In Illinois, if the nominee of an unqualified party polls at least 5%, the party becomes ballot-qualified for that office for the next election (except the rule doesn’t work in years which end in zero, such as 2010). This year, the Green Party polled over 5% in two Illinois districts, so the party is automatically on the ballot in 2014 for those two races. Nancy Wade polled 5.7% in the 5th district, and Paula Bradshaw polled 5.6% in the 12th district.
Other than these districts in Illinois, the Green Party does not seem to have gained status as a “party” in any state as a result of the 2012 election returns. It lost qualified status in Arkansas, Massachusetts, Tennessee, and Utah.

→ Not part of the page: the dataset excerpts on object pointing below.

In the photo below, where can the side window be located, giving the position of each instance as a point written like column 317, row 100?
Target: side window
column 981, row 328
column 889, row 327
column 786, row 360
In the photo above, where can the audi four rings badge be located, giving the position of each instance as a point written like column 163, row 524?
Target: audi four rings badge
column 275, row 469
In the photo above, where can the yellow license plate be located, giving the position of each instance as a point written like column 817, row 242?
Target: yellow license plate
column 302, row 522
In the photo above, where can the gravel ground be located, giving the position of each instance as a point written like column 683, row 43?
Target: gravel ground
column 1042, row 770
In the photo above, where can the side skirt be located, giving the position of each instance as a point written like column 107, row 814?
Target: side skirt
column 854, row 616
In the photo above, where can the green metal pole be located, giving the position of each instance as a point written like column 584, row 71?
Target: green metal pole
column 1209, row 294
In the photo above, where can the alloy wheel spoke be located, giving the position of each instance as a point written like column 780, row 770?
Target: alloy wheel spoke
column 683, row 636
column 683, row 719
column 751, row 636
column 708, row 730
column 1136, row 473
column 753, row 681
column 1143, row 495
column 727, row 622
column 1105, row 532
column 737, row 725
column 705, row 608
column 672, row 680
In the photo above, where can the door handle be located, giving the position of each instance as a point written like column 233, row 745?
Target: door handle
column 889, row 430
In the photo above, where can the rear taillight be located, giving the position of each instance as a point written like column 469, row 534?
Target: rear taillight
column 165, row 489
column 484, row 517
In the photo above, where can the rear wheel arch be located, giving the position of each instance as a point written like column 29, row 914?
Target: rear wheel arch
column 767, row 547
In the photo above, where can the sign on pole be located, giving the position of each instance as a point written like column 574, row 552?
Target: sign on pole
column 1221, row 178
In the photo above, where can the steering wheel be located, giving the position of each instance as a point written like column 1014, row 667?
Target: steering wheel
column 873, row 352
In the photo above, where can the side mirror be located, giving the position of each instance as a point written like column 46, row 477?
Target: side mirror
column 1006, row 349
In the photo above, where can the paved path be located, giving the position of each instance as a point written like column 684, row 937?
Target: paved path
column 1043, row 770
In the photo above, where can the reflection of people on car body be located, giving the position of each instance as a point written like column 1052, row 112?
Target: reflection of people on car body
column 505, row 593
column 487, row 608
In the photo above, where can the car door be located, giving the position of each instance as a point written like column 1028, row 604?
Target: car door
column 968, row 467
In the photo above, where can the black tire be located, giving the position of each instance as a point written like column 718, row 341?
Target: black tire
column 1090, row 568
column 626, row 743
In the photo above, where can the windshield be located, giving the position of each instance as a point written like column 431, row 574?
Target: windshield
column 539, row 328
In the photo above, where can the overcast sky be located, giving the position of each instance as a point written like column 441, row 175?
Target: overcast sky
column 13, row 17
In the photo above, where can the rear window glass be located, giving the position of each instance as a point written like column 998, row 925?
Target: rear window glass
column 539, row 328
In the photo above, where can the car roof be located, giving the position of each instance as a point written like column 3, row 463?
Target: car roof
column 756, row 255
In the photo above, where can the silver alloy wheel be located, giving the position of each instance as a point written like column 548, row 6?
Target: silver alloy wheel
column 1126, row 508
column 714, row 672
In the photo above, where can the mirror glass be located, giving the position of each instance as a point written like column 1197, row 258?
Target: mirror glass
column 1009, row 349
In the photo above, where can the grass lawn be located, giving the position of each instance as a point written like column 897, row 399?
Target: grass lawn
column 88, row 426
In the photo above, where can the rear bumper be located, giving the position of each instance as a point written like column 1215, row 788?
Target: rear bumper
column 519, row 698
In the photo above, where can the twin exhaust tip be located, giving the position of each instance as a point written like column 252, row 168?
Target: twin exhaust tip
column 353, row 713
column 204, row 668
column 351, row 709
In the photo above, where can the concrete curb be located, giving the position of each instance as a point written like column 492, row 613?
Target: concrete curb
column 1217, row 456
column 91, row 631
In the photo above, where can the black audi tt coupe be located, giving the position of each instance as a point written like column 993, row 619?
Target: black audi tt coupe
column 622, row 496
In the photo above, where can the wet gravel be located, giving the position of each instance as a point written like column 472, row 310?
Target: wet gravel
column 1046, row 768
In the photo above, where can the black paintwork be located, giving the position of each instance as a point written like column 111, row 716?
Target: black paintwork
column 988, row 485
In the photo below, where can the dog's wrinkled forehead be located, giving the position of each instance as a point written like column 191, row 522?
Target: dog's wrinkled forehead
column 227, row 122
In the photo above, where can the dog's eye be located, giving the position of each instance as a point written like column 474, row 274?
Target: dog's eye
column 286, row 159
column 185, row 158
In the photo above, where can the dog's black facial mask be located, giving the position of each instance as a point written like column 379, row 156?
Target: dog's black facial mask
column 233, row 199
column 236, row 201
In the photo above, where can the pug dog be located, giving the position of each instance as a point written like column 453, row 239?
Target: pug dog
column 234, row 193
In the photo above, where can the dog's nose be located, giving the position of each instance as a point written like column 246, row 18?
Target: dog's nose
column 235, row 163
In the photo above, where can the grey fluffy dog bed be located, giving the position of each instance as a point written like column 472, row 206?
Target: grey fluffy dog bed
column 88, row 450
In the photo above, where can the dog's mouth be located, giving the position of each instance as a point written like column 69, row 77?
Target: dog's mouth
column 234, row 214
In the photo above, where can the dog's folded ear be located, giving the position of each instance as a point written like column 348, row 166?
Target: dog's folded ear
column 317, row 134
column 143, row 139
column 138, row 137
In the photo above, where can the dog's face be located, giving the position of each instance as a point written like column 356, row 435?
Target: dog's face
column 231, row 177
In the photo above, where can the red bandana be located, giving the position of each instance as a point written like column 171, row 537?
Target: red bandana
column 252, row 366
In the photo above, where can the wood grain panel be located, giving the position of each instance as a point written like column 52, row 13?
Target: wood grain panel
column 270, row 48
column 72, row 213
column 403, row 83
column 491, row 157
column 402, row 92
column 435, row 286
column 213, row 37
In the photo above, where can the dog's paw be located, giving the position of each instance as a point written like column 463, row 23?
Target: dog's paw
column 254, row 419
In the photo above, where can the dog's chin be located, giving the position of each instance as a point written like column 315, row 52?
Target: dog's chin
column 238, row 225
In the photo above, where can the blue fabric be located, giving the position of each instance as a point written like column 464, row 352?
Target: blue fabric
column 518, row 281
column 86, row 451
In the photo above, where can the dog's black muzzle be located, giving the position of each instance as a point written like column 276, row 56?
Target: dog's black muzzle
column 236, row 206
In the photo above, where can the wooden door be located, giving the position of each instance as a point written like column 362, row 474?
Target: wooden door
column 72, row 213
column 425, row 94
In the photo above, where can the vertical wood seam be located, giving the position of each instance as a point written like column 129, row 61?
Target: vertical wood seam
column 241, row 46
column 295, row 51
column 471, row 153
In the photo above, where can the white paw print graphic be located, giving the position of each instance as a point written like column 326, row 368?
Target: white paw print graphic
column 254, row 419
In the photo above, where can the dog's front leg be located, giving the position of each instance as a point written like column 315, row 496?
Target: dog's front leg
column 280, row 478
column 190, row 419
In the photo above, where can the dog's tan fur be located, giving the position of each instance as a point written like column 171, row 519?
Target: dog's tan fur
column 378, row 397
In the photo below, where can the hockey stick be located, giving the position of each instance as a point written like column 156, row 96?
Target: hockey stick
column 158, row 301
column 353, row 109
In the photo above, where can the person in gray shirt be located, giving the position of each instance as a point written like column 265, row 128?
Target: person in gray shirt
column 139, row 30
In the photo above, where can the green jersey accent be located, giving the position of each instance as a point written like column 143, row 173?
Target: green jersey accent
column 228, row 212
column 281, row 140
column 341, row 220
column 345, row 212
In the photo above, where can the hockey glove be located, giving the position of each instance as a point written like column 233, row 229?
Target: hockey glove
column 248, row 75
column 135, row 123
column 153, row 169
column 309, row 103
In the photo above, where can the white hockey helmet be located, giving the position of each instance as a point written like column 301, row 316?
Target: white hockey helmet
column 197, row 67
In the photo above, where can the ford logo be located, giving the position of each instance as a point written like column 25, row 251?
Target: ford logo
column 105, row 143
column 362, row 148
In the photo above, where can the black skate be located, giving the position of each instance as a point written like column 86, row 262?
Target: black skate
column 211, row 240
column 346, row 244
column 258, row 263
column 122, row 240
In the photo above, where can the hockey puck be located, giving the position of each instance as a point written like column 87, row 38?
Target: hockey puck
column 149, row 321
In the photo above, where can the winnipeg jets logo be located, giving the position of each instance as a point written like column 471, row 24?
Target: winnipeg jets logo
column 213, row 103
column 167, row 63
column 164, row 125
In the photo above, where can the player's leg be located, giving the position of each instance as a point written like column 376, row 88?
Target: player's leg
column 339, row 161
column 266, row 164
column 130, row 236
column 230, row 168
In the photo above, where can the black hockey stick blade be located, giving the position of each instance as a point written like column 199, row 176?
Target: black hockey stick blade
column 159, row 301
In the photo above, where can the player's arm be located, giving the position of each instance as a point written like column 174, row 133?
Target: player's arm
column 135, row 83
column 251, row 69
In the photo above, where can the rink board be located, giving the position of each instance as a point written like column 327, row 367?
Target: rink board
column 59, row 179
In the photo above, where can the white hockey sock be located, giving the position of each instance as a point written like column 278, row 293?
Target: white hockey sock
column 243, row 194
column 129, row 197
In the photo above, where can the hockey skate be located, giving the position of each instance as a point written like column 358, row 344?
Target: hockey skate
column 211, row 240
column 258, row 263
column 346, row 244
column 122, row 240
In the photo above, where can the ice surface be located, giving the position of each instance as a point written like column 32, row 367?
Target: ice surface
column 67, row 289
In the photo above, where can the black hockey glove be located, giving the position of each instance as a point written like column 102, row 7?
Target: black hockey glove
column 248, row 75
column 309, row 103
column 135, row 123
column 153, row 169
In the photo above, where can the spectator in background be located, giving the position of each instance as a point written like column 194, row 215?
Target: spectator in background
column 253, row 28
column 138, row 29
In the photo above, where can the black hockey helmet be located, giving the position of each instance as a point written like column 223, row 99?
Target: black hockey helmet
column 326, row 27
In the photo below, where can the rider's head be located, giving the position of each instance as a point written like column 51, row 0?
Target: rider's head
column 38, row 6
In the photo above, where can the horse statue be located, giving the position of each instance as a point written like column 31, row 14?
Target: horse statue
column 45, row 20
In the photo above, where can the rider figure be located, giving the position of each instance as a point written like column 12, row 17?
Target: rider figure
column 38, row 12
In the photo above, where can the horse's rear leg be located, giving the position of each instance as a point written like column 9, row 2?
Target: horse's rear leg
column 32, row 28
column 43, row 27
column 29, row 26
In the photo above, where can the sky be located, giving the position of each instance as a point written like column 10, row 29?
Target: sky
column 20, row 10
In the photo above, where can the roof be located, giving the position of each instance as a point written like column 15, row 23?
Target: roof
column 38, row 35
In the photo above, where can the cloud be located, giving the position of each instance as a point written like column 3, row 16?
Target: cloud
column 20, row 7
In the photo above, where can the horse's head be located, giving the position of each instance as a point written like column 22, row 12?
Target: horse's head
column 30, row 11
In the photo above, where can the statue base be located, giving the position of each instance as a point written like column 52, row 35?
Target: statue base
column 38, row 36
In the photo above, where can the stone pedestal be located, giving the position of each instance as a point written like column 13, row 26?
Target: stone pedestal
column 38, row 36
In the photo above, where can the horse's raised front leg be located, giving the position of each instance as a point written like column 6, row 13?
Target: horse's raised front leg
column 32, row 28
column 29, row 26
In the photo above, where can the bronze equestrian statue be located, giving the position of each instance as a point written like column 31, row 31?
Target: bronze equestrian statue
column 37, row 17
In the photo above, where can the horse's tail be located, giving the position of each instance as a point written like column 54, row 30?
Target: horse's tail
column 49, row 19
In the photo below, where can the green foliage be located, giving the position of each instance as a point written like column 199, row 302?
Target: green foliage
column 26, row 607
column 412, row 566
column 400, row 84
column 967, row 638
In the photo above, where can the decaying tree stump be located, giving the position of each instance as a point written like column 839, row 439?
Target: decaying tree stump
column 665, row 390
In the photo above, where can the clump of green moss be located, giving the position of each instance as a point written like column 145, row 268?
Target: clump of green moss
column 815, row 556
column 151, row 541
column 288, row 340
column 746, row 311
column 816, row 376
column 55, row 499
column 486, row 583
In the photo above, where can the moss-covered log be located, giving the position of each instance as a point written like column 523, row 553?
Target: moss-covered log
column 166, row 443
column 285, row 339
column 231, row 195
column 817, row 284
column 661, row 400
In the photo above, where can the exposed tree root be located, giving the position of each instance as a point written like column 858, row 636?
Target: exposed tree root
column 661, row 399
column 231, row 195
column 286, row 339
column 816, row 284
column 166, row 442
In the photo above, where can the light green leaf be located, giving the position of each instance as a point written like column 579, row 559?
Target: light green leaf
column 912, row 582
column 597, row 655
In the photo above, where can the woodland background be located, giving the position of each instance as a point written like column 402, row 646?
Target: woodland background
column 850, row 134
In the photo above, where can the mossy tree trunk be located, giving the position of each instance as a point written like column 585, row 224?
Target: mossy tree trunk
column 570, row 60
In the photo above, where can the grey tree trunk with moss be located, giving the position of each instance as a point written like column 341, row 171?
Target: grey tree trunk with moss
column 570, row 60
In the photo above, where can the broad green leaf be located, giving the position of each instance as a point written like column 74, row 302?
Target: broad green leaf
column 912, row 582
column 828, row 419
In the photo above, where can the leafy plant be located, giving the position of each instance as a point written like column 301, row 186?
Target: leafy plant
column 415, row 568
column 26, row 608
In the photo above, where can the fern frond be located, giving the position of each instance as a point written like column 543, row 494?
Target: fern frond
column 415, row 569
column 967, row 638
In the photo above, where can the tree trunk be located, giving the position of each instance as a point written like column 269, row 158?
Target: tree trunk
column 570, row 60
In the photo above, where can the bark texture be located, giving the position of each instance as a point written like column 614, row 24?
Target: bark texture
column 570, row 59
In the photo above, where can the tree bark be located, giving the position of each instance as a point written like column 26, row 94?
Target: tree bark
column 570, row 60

The Libertarian Party lost qualified status in Arkansas, Hawaii, and North Dakota. Arkansas parties lose ballot status every two years if they don’t poll as much as 3% for the office at the top of the ballot (president in presidential years and governor in midterm years). The Libertarian Party lost ballot status in Hawaii because Hawaii has a very strange law that says, once a party has been on the ballot for three elections in a row, then it is on the ballot for the next five elections as well. The Libertarian Party has used up its five “free” elections and will now need to petition in 2014, 2016, and 2018 in order to get another “free” ten years. Or it could conceivably petition in 2014 and then meet the vote test, which is 2% for all the State Senate races, or 4% for all the State House races, of 10% for either U.S. House seat or a statewide office.
Well that’s really nice for the Greens in those two districts. Too bad that state wide they only got 0.6% for Jill Stein despite having potential rival Socialist and Justice parties kicked off the ballot.
Great work Rob Sherman and Andy Finko.